"Though we English people can't make Scotch marriages now, I shall be yours, dearest Newton, as I am now, only that it shall be irrevocably and for ever."
A close and mute embrace followed, and then I left her in a paroxysm of grief, while my head whirled with the combined effects of love and joy, and of sorrow, not unmixed with anger.
"I wonder what the subjects are that lovers talk of in their tête-à-têtes," says my brother of the pen and sword, W. H. Maxwell, and the same surmise frequently occurred to myself, before I met or knew Louisa Loftus.
We never lacked a subject now. The peculiarities of our relative positions, our caution for the present, and our natural anxieties for the future, afforded us full topics for conversation or surmise; but the few remaining days of my leave "between returns" glided away at Calderwood Glen; the time for my departure drew nigh; already had Pitblado divided a sixpence with my lady's soubrette, and packed up all my superfluous traps, and within six and thirty hours Berkeley and I would have to report ourselves in uniform at head-quarters, or be returned absent without leave.
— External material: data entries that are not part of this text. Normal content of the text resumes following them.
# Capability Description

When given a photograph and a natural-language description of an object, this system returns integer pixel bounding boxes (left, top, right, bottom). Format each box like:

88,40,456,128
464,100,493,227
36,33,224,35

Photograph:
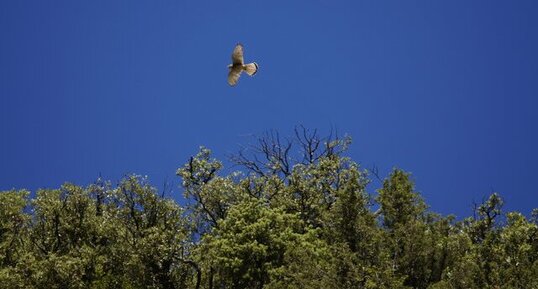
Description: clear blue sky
0,0,538,216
It was in the evening, when I had gone as usual to meet Louisa at the seat where the close-clipped yew hedges formed a pleasant screen, that, to my surprise, and by the merest chance, I found it occupied by my cousin Cora.
The January sunset was beautiful; the purple flush of evening covered all the western sky, and bathed in warm tints the slopes of the Lomond hills. The air was still, and we heard only the cawing of the venerable rooks that perched among the woods of the old manor, or swung to and fro on its many gilt vanes.
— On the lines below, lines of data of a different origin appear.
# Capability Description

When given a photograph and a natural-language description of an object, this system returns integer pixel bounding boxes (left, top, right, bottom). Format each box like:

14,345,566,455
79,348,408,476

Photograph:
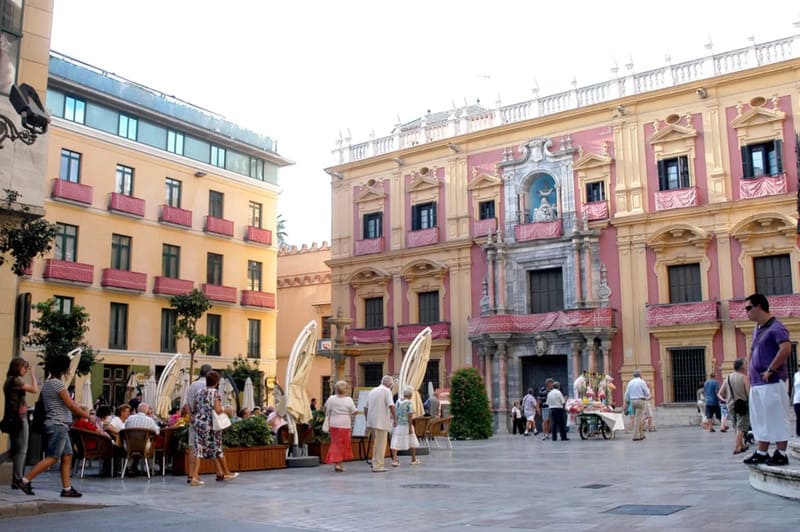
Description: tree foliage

Cora was somewhat silent, and I, being thoroughly disappointed by finding her there in lieu of Louisa Loftus, was somewhat taciturn, if not almost sulky.
Somehow—but how, I know not—Cora led me to talk insensibly of our early days, and as we did so, I could perceive that she regarded me earnestly from time to time, after I simply remarked that ere long I should be far, far away from her, and among other scenes. Her dovelike, dark eye became suffused, and the tinge on her rounded cheek died away when I laughingly referred to the days when we had been little lovers, and when Fred Wilford and I—he was now a captain of ours—used to punch each other's heads in pure spite and jealousy about her; but this youthful jealousy once took a more dangerous turn.
Among the rocks in the glen an adder of vast size took up its residence, and had bitten several persons. It had been seen by some to leap more than seven yards high, and was a source of such terror to the whole parish, that my uncle, and even the provost of Dunfermline, had offered rewards for its destruction.
On this I boldly dared my boy-rival to face it; but Fred Wilford, who was on a visit to us from Rugby, had more prudence, or less love for little Cora, and so declined the attempt.